Matthew 5:32, A Usually Misunderstood Text

Categories: Jim Parkinson, Volume 26, No.1, Feb. 20151.5 min read

What Does the Divorcer Cause?

The common translation of Matthew 5:32 is: “But I say unto you, That whosoever shall put away his wife, saving for the cause of fornication, causeth her to commit adultery: and whosoever shall marry her that is divorced committeth adultery” (KJV). However, the Greek word translated “to commit adultery” (moi­ cheuthenai,1 from the verb moicheuo) is in a past tense.2 A reader will easily recognize that “causeth her to have committed adultery,” or “to have been committing adultery,” is not credible; the divorcer cannot retroactively cause anything. So most translators alter the tense of the verb to a present tense, from which the reader infers the adultery will then be in the future. (But what if she does not remarry?) Nevertheless, it is possible to understand it in the tense Matthew records (using italics for translator-supplied words):

“But I say unto you, That whosoever is putting away his wife, saving for the cause of fornication, causeth her to be deemed to have committed adultery, and whosoever shall marry her that is divorced is deemed to commit adultery.”3

 

The Apostle Matthew

— Br.

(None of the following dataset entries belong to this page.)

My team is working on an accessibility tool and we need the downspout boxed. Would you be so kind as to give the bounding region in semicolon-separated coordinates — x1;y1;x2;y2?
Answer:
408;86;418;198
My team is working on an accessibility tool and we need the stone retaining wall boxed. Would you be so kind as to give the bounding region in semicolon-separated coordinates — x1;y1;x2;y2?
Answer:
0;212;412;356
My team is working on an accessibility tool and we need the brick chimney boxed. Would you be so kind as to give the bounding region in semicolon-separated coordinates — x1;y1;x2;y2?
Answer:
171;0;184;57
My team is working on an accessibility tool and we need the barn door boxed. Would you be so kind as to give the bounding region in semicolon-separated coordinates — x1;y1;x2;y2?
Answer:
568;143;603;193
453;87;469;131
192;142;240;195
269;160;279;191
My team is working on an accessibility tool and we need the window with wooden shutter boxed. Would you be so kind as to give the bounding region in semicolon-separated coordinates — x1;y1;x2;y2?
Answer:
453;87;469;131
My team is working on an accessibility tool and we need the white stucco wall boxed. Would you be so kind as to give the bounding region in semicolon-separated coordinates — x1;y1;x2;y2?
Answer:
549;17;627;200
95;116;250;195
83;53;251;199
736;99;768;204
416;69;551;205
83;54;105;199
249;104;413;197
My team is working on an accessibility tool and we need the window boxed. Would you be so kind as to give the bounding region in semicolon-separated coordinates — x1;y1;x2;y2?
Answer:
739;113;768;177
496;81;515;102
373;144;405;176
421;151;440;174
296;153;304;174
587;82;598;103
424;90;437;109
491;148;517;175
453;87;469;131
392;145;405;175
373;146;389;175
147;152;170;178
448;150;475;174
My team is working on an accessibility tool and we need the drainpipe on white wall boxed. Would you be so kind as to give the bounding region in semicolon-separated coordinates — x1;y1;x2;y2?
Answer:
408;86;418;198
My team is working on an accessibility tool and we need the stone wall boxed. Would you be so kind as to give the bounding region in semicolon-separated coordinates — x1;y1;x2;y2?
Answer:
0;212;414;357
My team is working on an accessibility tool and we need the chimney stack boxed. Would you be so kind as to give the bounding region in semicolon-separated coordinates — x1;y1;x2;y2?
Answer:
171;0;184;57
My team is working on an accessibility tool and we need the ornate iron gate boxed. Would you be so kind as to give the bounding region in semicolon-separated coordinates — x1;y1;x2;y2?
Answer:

James B. Parkinson

 


(1) Early manuscripts read thusly. Most (but not all) later manuscripts, headed by L and ∆ (8th and 9th century respectively, none earlier), have changed it to moichasthai, which is present infinitive, “to commit adultery.” Thus, the fault lies not with the King James translators themselves, though the revisers have less excuse.

(2) Technically, aorist tense (“unseeable” tense): 1st Aorist, infinitive, passive, per Bagster’s (or Harper’s) The Analytical Greek Lexicon.

(3) The divorcer, and also any man waiting for her to be divorced, are guilty in Mark 10:11-12 and Luke 16:18. Curiously, the divorcee is not said to be guilty in any of these three scriptures.